"Pa, Ma, ini Bika Ambon kesukaan Papa dan Mama," kilahnya.
Seketika aungan mobil polisi berkumpul di depan rumah. Kuintip dari jendela beberapa polisi berjaga di kerumunan warga yang ingin masuk ke halaman rumah kami. Aku pun panik. Namun, Fredi dan bapaknya santai saja seakan tidak ada masalah.
"Permisi. Buka pintu," teriak salah satu seorang pria dari luar.

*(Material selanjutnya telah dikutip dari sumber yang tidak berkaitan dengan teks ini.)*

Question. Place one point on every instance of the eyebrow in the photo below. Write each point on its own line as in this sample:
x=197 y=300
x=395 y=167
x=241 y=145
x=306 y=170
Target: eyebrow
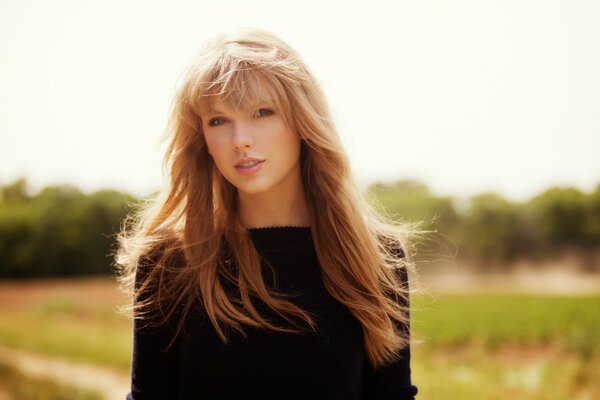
x=216 y=112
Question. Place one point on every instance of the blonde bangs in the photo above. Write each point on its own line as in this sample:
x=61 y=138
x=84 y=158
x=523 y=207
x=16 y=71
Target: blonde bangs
x=244 y=87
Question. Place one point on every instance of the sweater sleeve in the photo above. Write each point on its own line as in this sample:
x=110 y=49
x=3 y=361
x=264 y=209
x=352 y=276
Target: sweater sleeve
x=392 y=381
x=154 y=370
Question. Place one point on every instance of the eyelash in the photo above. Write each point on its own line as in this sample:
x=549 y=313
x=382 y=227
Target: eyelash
x=269 y=113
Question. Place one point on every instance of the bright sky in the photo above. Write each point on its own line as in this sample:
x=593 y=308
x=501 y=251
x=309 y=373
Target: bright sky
x=466 y=96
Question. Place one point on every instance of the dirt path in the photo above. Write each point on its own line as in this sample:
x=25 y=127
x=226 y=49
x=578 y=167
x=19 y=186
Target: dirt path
x=111 y=384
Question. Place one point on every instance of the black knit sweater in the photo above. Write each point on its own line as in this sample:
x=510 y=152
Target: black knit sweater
x=267 y=365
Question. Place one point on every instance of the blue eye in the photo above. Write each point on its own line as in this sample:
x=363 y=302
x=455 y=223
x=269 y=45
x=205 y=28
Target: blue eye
x=265 y=112
x=216 y=121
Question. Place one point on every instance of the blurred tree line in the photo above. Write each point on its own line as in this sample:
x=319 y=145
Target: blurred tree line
x=493 y=231
x=61 y=231
x=58 y=232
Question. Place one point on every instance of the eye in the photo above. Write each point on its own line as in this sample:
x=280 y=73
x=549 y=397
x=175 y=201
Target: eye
x=216 y=121
x=264 y=112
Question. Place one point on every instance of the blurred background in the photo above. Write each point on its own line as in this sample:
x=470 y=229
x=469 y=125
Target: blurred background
x=480 y=118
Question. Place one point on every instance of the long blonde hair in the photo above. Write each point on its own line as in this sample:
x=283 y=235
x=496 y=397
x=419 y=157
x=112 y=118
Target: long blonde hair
x=175 y=240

Fredi segera membukakan pintu sambil tersenyum padaku. Baru saja dibuka, beberapa petugas sudah menyergap dan memborgolnya. Tampak beberapa wartawan juga ingin mewawancarai namun tidak ditanggapi oleh Fredi. Dia hanya tersenyum kecil.
"Tunggu sebentar, Pak," hardik suamiku.
"Tolong, ijinkan dia bertemu dengan saudara-saudaranya sebentar lagi akan datang."

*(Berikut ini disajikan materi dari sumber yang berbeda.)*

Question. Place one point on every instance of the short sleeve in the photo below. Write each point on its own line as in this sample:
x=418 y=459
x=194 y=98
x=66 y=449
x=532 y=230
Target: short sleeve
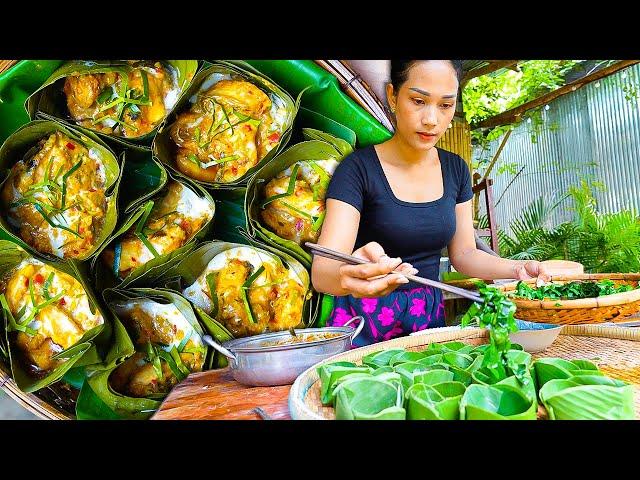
x=464 y=181
x=348 y=182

Polisi pun mengangguk tanda setuju.
Benar saja, tak lama, si sulung datang dengan pakaian militer dan tongkat komandonya. Dia kaget kenapa kematian bapaknya dihadiri banyak polisi. Tak berselang lama si nomor dua terus saja bertelponan tak peduli orang lain sedang berkumpul ramai. Sedangkan si bungsu sudah menangis sedih sejak turun dari taksi.
Dengan gagah, si sulung berdiri dan menatap tajam mata adiknya, Fredi, yang sedang terborgol.
"Dari dulu hidupmu selalu buat masalah. Entah kapan kau tidak membuat pikiran Papa dan Mama," bentaknya tegas.
"Mama juga, kenapa harus berbohong kalau Papa meninggal? Tahu kan kita betul-betul sibuk dengan kerjaan masing-masing?" timpal kakaknya yang kedua padaku sambil terus bertelponan.